BNS §294 punishes any person who performs an obscene act in a public place or sings, recites or utters any obscene song, ballad or words in or near a public place to the annoyance of others. The offence is cognizable, bailable, and non-compoundable, with punishment up to three months imprisonment, a fine up to one thousand rupees, or both. It replaces the identical IPC §294.
Why is the 2026 Supreme Court ruling on BNS §294 in the news?
In April 2026 the Supreme Court delivered its first major interpretation of §294 under the new BNS regime. The Court quashed an FIR and held that vulgar language alone does not amount to obscenity.
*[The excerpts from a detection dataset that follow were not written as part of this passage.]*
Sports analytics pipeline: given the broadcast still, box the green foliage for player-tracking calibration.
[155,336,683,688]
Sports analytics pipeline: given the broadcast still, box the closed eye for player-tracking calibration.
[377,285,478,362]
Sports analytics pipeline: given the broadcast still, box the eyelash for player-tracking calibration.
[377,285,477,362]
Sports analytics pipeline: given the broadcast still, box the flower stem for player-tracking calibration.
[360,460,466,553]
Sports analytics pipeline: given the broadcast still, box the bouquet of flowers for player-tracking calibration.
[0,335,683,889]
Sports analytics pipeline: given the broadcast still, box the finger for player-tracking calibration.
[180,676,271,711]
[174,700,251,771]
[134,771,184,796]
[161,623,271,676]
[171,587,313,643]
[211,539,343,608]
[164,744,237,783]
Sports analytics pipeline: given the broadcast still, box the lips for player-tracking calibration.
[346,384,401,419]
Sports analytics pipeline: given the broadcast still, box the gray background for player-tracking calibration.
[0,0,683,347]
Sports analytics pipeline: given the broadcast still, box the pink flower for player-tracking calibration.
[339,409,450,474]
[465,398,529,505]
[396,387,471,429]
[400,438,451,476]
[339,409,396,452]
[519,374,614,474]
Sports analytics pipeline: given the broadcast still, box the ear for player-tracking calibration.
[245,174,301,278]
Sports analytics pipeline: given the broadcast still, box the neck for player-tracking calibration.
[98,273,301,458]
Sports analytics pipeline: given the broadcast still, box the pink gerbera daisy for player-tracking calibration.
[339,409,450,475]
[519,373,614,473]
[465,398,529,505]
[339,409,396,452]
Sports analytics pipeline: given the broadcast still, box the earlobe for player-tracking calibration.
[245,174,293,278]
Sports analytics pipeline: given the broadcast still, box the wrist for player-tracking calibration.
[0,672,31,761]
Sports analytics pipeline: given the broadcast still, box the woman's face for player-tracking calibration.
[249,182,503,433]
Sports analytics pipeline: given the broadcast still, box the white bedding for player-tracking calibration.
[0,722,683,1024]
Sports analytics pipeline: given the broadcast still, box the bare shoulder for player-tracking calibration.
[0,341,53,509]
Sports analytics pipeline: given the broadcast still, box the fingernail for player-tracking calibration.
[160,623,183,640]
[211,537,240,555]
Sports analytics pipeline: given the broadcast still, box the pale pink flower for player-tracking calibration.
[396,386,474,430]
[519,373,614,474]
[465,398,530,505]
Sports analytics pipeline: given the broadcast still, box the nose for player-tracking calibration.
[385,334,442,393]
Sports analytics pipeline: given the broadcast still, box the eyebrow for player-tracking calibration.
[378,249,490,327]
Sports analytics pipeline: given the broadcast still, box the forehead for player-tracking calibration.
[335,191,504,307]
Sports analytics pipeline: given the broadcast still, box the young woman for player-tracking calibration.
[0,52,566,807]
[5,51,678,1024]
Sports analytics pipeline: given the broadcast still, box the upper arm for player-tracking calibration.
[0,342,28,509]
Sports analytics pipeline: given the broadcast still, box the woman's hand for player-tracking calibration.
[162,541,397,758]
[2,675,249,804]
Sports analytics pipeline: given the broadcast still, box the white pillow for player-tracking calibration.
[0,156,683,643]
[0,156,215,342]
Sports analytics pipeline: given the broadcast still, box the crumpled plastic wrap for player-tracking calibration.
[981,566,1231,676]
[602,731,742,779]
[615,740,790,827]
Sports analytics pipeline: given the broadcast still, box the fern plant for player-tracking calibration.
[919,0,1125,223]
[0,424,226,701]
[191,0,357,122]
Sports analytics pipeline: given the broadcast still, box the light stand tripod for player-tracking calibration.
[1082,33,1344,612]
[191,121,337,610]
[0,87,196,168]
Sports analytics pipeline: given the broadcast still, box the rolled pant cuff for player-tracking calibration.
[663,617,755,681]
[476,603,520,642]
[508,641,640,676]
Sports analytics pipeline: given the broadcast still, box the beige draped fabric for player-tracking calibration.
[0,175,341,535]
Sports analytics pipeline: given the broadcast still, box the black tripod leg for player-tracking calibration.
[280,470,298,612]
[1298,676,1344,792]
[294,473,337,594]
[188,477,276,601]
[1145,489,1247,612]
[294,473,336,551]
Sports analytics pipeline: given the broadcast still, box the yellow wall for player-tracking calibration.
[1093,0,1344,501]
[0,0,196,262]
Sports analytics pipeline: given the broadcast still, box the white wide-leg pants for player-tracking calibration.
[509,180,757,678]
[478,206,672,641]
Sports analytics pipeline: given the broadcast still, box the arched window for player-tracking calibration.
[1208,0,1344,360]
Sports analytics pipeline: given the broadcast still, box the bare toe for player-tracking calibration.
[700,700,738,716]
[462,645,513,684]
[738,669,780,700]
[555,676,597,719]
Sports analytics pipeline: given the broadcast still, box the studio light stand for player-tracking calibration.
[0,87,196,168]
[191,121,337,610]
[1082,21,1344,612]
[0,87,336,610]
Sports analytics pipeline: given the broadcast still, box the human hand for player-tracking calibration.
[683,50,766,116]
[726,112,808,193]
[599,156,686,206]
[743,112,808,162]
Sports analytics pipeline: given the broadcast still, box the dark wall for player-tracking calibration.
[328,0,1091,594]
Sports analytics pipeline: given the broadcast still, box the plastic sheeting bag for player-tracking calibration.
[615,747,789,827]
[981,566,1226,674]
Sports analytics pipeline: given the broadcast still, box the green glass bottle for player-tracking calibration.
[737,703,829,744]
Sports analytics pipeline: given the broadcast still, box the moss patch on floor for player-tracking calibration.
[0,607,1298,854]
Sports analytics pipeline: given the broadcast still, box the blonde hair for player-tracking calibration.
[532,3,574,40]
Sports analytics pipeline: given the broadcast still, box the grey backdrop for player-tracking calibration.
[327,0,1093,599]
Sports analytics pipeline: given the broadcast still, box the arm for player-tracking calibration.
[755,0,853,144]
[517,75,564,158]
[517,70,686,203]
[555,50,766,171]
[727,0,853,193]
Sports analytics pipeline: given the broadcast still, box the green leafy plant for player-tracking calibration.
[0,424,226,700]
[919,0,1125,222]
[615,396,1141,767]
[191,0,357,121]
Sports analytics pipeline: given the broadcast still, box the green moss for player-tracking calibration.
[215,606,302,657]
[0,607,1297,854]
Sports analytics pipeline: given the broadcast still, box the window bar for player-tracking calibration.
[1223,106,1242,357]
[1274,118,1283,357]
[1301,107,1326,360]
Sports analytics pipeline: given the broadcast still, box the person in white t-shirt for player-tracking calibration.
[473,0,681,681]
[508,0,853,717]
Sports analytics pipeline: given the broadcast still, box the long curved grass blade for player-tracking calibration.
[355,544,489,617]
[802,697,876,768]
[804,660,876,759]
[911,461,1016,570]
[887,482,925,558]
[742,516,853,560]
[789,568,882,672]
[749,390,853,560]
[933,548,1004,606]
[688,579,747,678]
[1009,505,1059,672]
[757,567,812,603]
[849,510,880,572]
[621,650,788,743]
It reaffirmed the contemporary community standards test from Aveek Sarkar (2014) and distanced itself from the Victorian-era Hicklin test adopted in Ranjit Udeshi (1965).
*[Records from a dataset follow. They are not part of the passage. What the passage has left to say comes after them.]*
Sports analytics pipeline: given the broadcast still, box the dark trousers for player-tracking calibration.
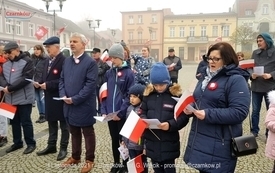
[108,119,125,164]
[10,104,36,146]
[129,149,148,173]
[152,160,176,173]
[69,125,95,162]
[48,121,70,150]
[251,91,269,136]
[171,78,178,84]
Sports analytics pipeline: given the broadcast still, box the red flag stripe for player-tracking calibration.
[176,95,195,118]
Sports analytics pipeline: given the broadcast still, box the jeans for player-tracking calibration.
[251,91,269,135]
[35,89,45,115]
[11,104,36,146]
[0,115,8,136]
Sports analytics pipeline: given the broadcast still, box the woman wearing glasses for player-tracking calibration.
[184,42,250,173]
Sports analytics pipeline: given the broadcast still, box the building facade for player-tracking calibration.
[121,8,173,61]
[163,12,237,61]
[232,0,275,52]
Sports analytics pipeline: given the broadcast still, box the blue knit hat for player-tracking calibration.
[150,62,171,84]
[128,84,145,101]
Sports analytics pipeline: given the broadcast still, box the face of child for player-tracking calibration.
[153,84,168,93]
[130,94,141,106]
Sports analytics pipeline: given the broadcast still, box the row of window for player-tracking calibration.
[128,14,157,24]
[0,17,50,37]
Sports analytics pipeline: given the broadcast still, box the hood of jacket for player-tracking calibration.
[143,83,182,97]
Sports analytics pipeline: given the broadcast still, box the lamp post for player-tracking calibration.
[111,29,116,43]
[42,0,66,35]
[86,19,101,48]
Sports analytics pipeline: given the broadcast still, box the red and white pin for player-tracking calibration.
[208,82,218,91]
[53,69,58,74]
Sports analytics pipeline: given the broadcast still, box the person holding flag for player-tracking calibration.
[184,42,250,173]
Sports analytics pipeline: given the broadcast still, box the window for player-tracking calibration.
[129,32,134,40]
[263,4,268,14]
[138,15,142,23]
[189,26,195,37]
[179,47,184,60]
[29,23,34,37]
[245,10,252,16]
[152,14,157,23]
[222,25,229,37]
[129,16,134,24]
[6,19,13,34]
[212,26,219,37]
[138,32,142,43]
[180,27,184,37]
[170,27,175,37]
[201,26,206,37]
[15,21,23,35]
[151,31,157,40]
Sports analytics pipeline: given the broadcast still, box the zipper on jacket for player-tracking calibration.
[113,68,117,112]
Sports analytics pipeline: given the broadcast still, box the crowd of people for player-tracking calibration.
[0,33,275,173]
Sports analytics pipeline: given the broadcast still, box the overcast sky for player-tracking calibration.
[18,0,235,30]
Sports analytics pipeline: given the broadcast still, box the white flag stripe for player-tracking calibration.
[120,111,140,138]
[0,109,14,119]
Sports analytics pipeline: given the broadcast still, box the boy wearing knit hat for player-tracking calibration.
[140,63,189,173]
[101,44,134,173]
[122,84,148,173]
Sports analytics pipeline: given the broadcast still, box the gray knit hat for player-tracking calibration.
[108,43,124,60]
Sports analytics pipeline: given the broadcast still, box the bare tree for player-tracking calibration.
[230,25,257,51]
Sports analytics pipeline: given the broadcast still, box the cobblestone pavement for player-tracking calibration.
[0,64,273,173]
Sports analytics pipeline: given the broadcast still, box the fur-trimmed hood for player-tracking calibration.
[143,83,182,97]
[268,90,275,106]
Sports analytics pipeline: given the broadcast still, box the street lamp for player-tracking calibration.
[42,0,66,35]
[111,29,116,42]
[86,19,101,48]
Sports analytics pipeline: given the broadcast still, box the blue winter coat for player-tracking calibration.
[184,64,250,173]
[101,61,134,119]
[59,53,98,127]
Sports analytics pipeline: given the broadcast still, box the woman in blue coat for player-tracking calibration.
[184,42,250,173]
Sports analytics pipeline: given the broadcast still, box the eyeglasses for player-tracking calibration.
[206,57,222,62]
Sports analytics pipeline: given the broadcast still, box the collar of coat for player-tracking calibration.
[143,83,182,97]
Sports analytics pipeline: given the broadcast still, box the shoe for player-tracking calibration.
[23,146,36,154]
[81,160,94,173]
[56,150,68,161]
[6,144,23,153]
[36,146,56,156]
[60,157,80,168]
[0,137,8,147]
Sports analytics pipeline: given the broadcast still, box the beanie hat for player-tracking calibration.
[108,43,124,61]
[150,62,171,84]
[128,84,145,101]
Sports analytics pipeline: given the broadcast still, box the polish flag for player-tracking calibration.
[0,102,16,119]
[127,154,144,173]
[119,111,147,143]
[99,82,107,102]
[174,90,195,119]
[239,59,255,69]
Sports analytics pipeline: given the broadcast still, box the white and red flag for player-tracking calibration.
[34,26,48,40]
[127,154,144,173]
[239,59,255,69]
[0,102,16,119]
[174,90,195,119]
[99,82,108,102]
[119,111,147,143]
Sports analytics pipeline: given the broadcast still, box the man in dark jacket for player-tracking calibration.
[0,42,36,154]
[59,33,98,173]
[163,49,182,83]
[37,36,69,161]
[93,48,110,115]
[251,33,275,137]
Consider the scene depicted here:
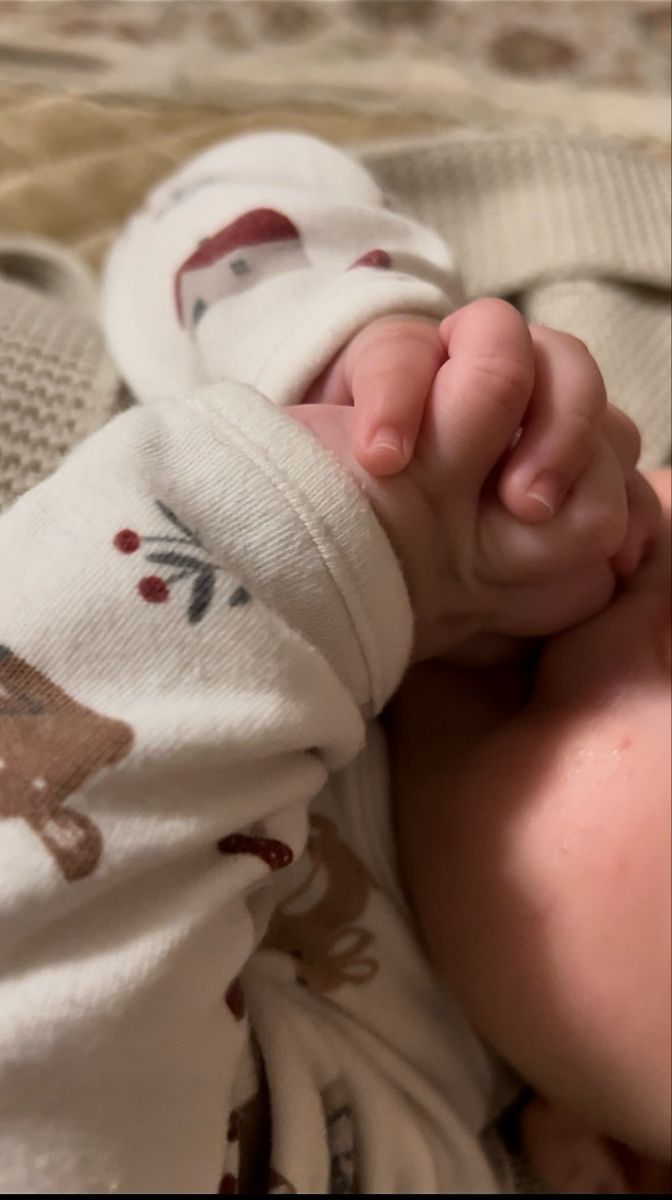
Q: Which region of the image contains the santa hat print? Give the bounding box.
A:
[175,209,308,325]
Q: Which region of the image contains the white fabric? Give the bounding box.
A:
[0,384,496,1194]
[102,133,461,404]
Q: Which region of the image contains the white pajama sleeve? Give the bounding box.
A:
[0,384,412,1194]
[102,133,463,404]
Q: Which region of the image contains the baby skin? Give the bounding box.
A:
[391,470,672,1194]
[287,300,658,662]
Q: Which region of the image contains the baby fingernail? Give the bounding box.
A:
[527,470,563,516]
[368,426,404,458]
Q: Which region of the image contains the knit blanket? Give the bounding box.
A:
[0,89,672,505]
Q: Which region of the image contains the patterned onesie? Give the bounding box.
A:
[0,134,498,1194]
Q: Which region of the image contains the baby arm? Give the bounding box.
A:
[0,385,410,1194]
[391,472,671,1171]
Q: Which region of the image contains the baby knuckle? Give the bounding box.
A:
[472,355,532,415]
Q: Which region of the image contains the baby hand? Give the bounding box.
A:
[285,300,656,659]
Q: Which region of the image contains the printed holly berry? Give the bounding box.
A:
[112,500,250,625]
[138,575,170,604]
[114,529,140,554]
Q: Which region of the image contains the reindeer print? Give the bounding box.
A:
[264,814,378,994]
[0,646,133,883]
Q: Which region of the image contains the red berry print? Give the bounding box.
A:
[138,575,170,604]
[114,529,140,554]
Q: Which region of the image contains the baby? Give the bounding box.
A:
[391,472,672,1194]
[0,136,658,1194]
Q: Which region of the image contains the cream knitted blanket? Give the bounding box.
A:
[0,122,671,506]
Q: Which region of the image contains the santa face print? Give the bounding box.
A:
[175,209,310,334]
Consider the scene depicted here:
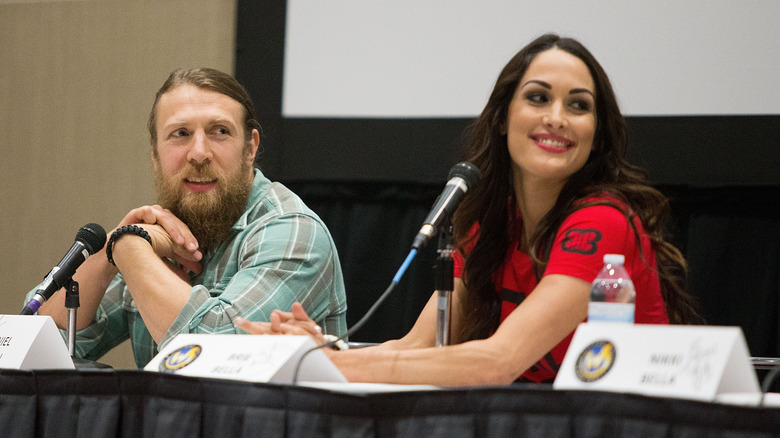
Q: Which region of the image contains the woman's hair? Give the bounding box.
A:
[453,34,703,341]
[147,67,260,150]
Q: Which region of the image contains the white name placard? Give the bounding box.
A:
[553,322,761,401]
[0,315,75,370]
[144,334,347,383]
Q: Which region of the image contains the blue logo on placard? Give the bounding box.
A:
[160,344,203,373]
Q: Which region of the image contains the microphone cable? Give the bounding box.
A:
[292,248,417,385]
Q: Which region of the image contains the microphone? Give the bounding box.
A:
[412,161,481,250]
[22,223,106,315]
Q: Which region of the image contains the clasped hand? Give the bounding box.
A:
[117,205,203,281]
[233,302,326,345]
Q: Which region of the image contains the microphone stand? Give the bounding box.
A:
[65,279,80,357]
[434,224,454,347]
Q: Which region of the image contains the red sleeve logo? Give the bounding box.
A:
[561,228,601,254]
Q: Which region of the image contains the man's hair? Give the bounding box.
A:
[147,67,260,150]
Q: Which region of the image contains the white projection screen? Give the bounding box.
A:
[236,0,780,186]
What is the difference between the Hicklin test and the contemporary community standards test?
The Hicklin test, from Regina v Hicklin (1868), judged obscenity by whether isolated passages could deprave the most susceptible reader. The contemporary community standards test, endorsed in Aveek Sarkar (2014), evaluates the work as a whole from the perspective of an average reasonable person applying current social standards, considering theme, context and purpose.
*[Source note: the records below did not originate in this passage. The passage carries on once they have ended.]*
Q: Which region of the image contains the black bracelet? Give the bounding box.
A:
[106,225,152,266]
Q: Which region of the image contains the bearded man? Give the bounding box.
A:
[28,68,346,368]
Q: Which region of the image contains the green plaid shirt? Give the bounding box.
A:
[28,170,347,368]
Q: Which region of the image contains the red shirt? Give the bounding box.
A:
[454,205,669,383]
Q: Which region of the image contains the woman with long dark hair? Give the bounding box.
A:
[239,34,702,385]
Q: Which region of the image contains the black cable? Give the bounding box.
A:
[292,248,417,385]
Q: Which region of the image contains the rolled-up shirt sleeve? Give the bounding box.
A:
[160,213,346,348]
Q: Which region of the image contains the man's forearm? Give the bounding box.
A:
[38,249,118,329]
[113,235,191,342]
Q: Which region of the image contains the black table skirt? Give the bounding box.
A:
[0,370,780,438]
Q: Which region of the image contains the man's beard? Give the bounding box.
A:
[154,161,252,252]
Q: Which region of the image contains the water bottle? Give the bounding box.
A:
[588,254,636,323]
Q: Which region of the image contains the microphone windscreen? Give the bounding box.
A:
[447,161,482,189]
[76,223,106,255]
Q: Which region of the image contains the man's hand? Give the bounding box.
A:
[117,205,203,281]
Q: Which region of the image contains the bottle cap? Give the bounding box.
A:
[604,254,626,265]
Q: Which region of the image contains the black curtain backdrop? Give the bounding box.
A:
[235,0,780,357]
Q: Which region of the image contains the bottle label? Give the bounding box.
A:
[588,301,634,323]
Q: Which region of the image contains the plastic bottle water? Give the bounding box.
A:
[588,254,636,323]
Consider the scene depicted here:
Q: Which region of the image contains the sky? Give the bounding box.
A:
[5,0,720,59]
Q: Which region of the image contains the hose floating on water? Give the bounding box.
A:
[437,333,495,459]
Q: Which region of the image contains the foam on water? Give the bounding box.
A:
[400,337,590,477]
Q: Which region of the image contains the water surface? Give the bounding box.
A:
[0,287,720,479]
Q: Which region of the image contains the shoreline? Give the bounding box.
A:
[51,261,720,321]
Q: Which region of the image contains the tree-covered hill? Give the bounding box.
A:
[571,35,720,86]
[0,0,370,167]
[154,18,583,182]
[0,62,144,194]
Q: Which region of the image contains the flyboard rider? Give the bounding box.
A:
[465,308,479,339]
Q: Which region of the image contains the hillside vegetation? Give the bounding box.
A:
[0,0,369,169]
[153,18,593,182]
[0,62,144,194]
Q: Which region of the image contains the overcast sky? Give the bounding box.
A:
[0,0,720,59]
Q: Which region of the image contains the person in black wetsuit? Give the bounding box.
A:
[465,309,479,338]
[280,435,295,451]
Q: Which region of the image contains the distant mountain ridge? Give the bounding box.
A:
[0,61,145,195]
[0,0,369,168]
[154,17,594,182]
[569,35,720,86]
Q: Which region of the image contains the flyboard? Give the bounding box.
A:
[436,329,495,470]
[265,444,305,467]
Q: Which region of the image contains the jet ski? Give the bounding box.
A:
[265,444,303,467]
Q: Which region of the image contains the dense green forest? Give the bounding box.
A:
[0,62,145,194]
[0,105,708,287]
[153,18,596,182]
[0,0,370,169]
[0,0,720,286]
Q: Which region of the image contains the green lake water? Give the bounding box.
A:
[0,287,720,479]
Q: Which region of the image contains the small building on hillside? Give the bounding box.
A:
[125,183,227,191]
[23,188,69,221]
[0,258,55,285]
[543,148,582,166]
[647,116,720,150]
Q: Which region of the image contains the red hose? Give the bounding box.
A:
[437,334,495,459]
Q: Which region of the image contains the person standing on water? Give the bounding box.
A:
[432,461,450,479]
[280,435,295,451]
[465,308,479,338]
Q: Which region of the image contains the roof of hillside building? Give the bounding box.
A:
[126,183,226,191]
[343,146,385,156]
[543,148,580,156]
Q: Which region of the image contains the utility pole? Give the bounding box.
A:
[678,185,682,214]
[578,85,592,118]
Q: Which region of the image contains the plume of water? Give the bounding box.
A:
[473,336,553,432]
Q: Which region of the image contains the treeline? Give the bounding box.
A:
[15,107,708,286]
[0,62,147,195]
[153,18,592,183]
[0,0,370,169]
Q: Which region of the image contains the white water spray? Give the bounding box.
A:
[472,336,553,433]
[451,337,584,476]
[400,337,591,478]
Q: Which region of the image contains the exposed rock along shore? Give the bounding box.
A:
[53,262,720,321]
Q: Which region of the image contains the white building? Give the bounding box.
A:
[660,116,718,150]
How does the judgment affect freedom of expression under Article 19(1)(a)?
The ruling narrows the scope of §294 prosecutions and raises the threshold for FIRs based on coarse speech. By warning against the chilling effect on political, satirical and artistic expression, it strengthens Article 19(1)(a) and ensures that Article 19(2) restrictions on decency and morality are read narrowly, preserving space for uncomfortable but constitutionally protected speech.
Does the ruling cover online or digital obscenity?
Directly, no. §294 BNS applies to obscene acts and utterances in or near public places. Digital obscenity is governed primarily by Sections 67 and 67A of the IT Act 2000 and the IT Rules 2021 Code of Ethics for OTT platforms. However, the community standards reasoning influences how courts interpret those provisions too.
What is the Miller test and how does it compare with India’s approach?
The Miller test, from Miller v California (1973), is the US standard for obscenity. It asks whether the work appeals to prurient interest by contemporary community standards, depicts sexual conduct in a patently offensive way, and lacks serious literary, artistic, political or scientific value. India’s Aveek Sarkar test is conceptually similar but places greater weight on context and purpose.
Why is the BNS 2023 significant in this context?
The BNS came into force on 1 July 2024 replacing the IPC of 1860 along with the BNSS and BSA replacing the CrPC and Evidence Act. Although §294 is retained with minor modifications, this judgment is the first authoritative Supreme Court reading under the new code, setting the interpretive baseline for lower courts, police and prosecutors.
How does this topic help UPSC aspirants?
The case links Fundamental Rights (Article 19), criminal law reform (BNS), judicial review, and comparative jurisprudence (Miller test) — a GS2 staple. It offers examples for Mains essays on free speech, ethics of public discourse, and law-enforcement reform, plus Prelims facts on BNS dates, landmark cases and constitutional provisions.